Having been advised as to which way his career as a golf coach should go, a chance meeting at Woburn with Hull’s father, Dave, during the Travis Perkins Masters, lit the blue touch paper.
“Charley was playing in the pro-am before she turned pro. That was the year she went to Q School which was 2011.
“Dave and I were having a chat – he asked me who I was working with. Some of them were Alan Partridge’s students at Wishaw, including Elizabeth Mallett, a future Ladies European Tour player.
“Alan is the head PGA pro at the club and Elizabeth and Charley were a similar age and knew each other. Dave was interested because I was working with her.
“So I went and had a look on Charley on the greens then in the Women’ British Open. She putted well on day one, not so much on the second day. She realised her shortcomings were putting as soon as she been at Q School. So we spent the next 18 months working really closely until she went to America.”
The association with Hull put Gorman on the map in terms of professional golfers and players from the European, EuroPro and Jamega Tours now seek his help with both putting and the short game.
“The putting stroke – with the more upright posture which I teach – lends itself to chipping, pitching, three-quarter and bunker shots,” he explained. “There was no need to go past the 100 yards because everyone else was doing the swing.”
That measurement of 100 yards is a key hook as to how Gorman lands clients via social media.
“I market myself through Facebook,” he said. “There’s a method to marketing on Facebook. The format changes all the time – something that didn’t work two years ago is working now but may not work in two year’s time.
“You have to stay ahead of the curve and track what it is you do. I understand a lot more what it costs to get a client.
“I understand what my acquisition costs are. I spend a lot of money on advertising, predominantly on Facebook.
“It’s the market place where everybody is. The majority of the clients I get are coming from there via my website.”
The success Gorman has had marketing himself with Facebook has resulted in a spin-off – The 100 Yards Club.
“Inside 100 yards is 65 per cent of the game – hence the 100 Yards Club. It’s a closed Facebook group and members get to ask questions and some give answers.
“In effect, we’ve created a forum of like-minded people who’ve been having lessons with me for some time. Almost everyone on there is a client of some description. It was launched in July and there are already more than 100 members.”
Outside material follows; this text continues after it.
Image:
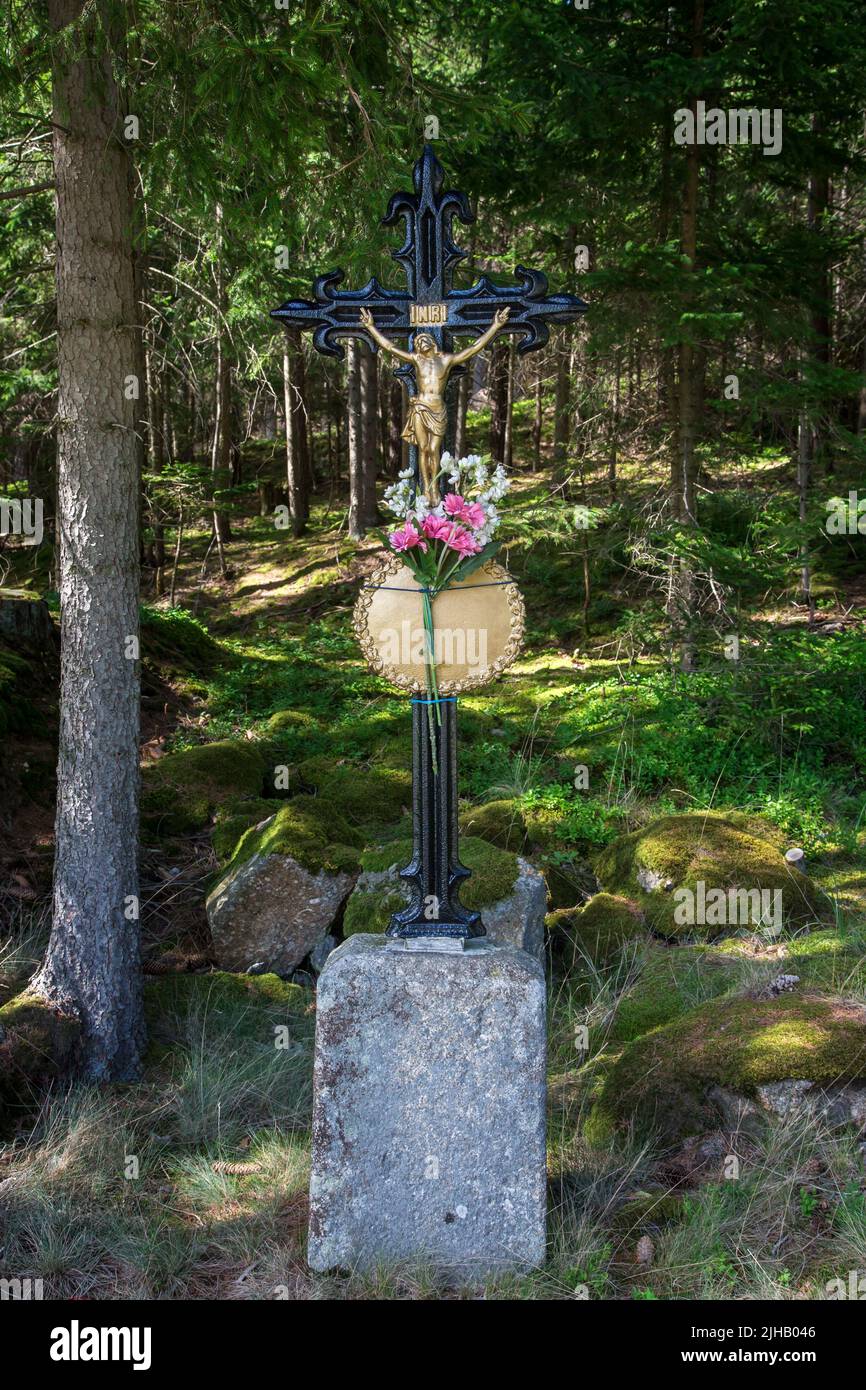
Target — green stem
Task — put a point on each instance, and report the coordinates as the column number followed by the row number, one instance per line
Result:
column 433, row 688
It’s not just Gorman’s Facebook initiative that is booming, however. Ditto his coaching clientele and the returns.
“I don’t do any group or beginner coaching any more. I set up putting and short game coaching programmes and have increased my hourly rate. As a result I’m having my best year ever. Between April and July my turnover has exceeded the whole of last year. I’ve got a lot to thank social media and Charley Hull for.”